Unveiled (Turner, #1)

But it ended with an admonition for her.

Take care, Margaret. You speak well of Ash Turner, and that worries me. You seem to be distracted from our overarching goal. No need to become so neat about matters. Tell me what’s wrong with him—however small, however trivial. I need to know.

Margaret stared at those accusing words, then shredded the letter and fed it, piece by piece, into the fire.

Richard wrote in a harsh, jagged hand, without excess verbiage. She had never before noticed the lack in his words, but it was obvious now.

Her brothers had never been overly demonstrative, but they had done their duty. They’d danced with her at her come-out and introduced her to their friends, a great mass of titled gentlemen who had admired her—and her dowry—immensely. She had no doubt that if her honor had been in need of defense, Richard and Edmund would both have taken up the call.
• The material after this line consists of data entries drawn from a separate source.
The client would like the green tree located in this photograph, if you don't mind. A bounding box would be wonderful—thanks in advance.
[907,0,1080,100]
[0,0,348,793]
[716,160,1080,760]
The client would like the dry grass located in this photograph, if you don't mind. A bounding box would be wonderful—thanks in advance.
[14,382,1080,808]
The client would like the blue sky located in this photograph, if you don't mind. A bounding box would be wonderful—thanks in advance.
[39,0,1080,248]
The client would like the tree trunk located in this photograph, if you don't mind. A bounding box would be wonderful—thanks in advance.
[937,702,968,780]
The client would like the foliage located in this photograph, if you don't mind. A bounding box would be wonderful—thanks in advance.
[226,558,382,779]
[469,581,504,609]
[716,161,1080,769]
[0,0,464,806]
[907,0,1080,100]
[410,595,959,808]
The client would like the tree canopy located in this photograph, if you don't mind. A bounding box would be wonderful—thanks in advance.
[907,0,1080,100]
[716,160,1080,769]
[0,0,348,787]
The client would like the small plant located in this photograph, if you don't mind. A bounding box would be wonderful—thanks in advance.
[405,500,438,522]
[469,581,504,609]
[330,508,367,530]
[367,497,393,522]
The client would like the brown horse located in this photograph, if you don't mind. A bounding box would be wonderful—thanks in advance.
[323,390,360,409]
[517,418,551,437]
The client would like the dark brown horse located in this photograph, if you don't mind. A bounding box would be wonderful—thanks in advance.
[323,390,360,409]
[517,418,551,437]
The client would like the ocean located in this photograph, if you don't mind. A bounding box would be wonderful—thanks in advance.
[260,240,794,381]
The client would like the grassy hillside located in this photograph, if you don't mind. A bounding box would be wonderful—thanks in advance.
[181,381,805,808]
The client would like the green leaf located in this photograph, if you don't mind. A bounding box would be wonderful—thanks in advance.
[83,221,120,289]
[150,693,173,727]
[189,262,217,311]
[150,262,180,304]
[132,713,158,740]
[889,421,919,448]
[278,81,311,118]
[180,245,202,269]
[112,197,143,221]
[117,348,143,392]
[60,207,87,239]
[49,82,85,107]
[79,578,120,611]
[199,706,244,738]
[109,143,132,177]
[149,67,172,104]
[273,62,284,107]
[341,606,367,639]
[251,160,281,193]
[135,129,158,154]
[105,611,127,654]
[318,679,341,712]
And when she’d fainted on one warm spring night in her first year out, it was Richard who had fished her out of the fountain and covered her with his coat, Richard who had cleared the back hall and ordered everyone away. In the weeks that passed, it was Richard who had kept her by his side. He’d been too important a figure—a duke’s heir, the Marquess of Winchester—for anyone to risk alienating him with overly harsh gossip. And it had been Richard who had insisted that she return to London for a second season, claiming that another, more interesting, scandal would take precedence.

Richard had been right.

Someday soon, she would have to choose between Richard and Ash. She felt that choice lying across her, like a cold hand reaching out across the grave.

But how much of a choice would she truly have?

Ash was a worldly tradesman, and Margaret knew precisely what he intended to do with her. Even if his suit in Parliament didn’t prosper and he was denied the dukedom, he’d eventually turn his relentless gaze to one of the other debutantes out there. With his fortune and his smiling allure, he’d be able to do a great deal better than an illegitimate woman who brought neither land nor connections to the marriage.

The truth smarted.

And then, she wasn’t just any bastard. She was Anna Margaret Dalrymple. She was the daughter of his enemy, and the sister of two men that he hated. And she had been lying to him throughout their entire acquaintance.

No. She had no choice to make. It was only a matter of time until she told Ash the truth of her origins. She’d braced herself to do so last night, but then they hadn’t been alone. He’d mocked her to her face—not knowing that it was she he’d ridiculed.

Once he knew everything about her, he would recant every one of his fine compliments. Margaret wouldn’t have to make a choice. He would make it for her.

And so why not write Richard now? Why not disclose the secrets Ash had reposed in her? She could spin a tale, she realized, that would make him out to be a monster. He was a man who seduced nurses, who eschewed reading not out of choice, but by necessity. He sat at table with the upper servants, upsetting the social order. And one day, one day soon, he would become her most implacable enemy.

Perhaps she kept faith with Ash because he had not betrayed her yet. Because she wanted to be a person he could trust. Because she wanted to believe that what he’d told her was true, and that despite her fall from grace, she was still a magnificent creature.

You matter. You are important.

She had to believe that for herself, because someday soon, he would no longer believe it for her.

He would…how had he put it? He would salt the earth beneath her feet and grind her into a fine dust. He would, no doubt, tell the world that she’d masqueraded as a servant and offered him her body in exchange for information. Every one of their caresses would become gossip-fodder. If she’d been ruined before, she would be utterly cast out when he revealed the truth.

Margaret let out a little sigh. When that happened, she would fight back. She would reveal his secrets if he unveiled hers. But until then, she wanted to believe that he was right. That she was the kind of woman he could trust, that at the end of the day she would not betray him.

And so when she sent her brother another empty set of platitudes, she whispered to Ash in her mind.

See? This is how I repay you.



IT WAS ANOTHER ONE of those dreadful mornings—cloudy without rain, Ash sitting in the library pretending to make sense of an agricultural text, while his brother scribbled away at his work.

It had been two days since Margaret had stormed out of this room. Last evening, she’d not come by—even though he’d waited for her until nearly midnight. He’d been left with nothing but a pile of written words, which presumably would tell him about agriculture, if he were to sort them out.